Obama began his terse statement Tuesday by acknowledging that "there is no more solemn duty as President than the decision to deploy our armed forces into harm's way." He has been personally writing letters to the families of each U.S. soldier killed in Afghanistan and Iraq, hand signing them "Barack." Such letters no doubt will become more difficult to write in the months ahead, when the casualties begin to include some of those he ordered into combat.
I thought that was interesting so I looked it up, and found more detail at the Washington Times:
In his first few weeks in office, sometime between celebratory bill signings and phone calls from foreign leaders, President Obama sat in the Oval Office for the most somber task of his presidency - penning letters to families of troops killed in combat.
"This was real, it was personal, it was so important to us," said Thya Merz, whose son Marine Lance Cpl.
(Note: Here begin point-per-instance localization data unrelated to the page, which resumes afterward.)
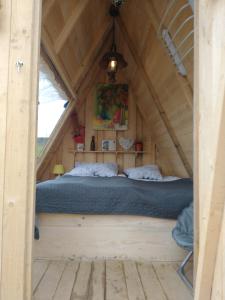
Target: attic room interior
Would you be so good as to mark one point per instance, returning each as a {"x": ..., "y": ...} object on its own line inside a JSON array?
[{"x": 112, "y": 161}]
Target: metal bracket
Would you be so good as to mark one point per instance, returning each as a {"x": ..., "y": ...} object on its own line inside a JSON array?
[{"x": 19, "y": 65}]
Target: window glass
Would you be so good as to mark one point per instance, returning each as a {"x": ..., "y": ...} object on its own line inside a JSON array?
[{"x": 51, "y": 105}]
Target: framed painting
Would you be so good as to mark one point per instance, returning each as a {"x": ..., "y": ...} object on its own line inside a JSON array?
[{"x": 111, "y": 107}]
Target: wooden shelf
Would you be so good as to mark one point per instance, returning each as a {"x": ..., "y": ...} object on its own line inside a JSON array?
[{"x": 110, "y": 152}]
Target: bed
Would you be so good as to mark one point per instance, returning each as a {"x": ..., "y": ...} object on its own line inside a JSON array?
[{"x": 117, "y": 217}]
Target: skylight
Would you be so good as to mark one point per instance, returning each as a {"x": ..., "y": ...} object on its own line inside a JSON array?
[{"x": 51, "y": 102}]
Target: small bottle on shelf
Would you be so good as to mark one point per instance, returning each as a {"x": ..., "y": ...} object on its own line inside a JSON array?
[{"x": 92, "y": 146}]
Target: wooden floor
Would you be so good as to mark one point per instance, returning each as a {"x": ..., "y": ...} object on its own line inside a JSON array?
[{"x": 108, "y": 280}]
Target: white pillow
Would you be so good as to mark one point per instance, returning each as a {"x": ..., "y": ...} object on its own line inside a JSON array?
[
  {"x": 146, "y": 172},
  {"x": 79, "y": 171},
  {"x": 99, "y": 169}
]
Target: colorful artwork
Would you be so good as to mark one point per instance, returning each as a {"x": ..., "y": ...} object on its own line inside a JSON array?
[{"x": 111, "y": 107}]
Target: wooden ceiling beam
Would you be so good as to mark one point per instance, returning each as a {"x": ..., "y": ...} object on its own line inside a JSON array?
[
  {"x": 69, "y": 26},
  {"x": 155, "y": 97},
  {"x": 92, "y": 54},
  {"x": 183, "y": 81},
  {"x": 47, "y": 44}
]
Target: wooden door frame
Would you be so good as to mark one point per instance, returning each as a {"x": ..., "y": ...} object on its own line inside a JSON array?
[{"x": 20, "y": 23}]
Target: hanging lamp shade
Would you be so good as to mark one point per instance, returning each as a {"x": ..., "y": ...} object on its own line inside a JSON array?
[{"x": 112, "y": 61}]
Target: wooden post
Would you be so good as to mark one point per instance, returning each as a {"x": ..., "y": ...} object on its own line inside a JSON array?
[
  {"x": 209, "y": 140},
  {"x": 19, "y": 39}
]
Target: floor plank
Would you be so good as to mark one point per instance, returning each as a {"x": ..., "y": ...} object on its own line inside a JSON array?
[
  {"x": 66, "y": 283},
  {"x": 134, "y": 286},
  {"x": 115, "y": 281},
  {"x": 151, "y": 285},
  {"x": 39, "y": 268},
  {"x": 110, "y": 280},
  {"x": 97, "y": 287},
  {"x": 48, "y": 285},
  {"x": 171, "y": 283},
  {"x": 81, "y": 286}
]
Julian Brennan was killed Jan. 24 in Afghanistan.
The letter was signed "Barack," Ms. Merz told The Washington Times.
"Not 'president,' just his first name, and it just felt like, OK, my son has been acknowledged," she said.
Mr. Obama personalizes each letter, asking staffers to gather details about the service member, such as their hometown and where they were stationed, a White House aide said. The letters are sent to parents and spouses, and sometimes children of the fallen troops.
The president writes the notes by hand, then the letters are typed before he adds his signature.
According to the Washington Times, Bush did something similar (though there isn't as much detail in that article.) I applaud this. Every President should know something about each soldier who dies in war, so that he can understand the grave toll that war inflicts. But given how the situation is unfolding in Afghanistan, it's safe to say that many more letters will be written before Obama's time in office comes to an end.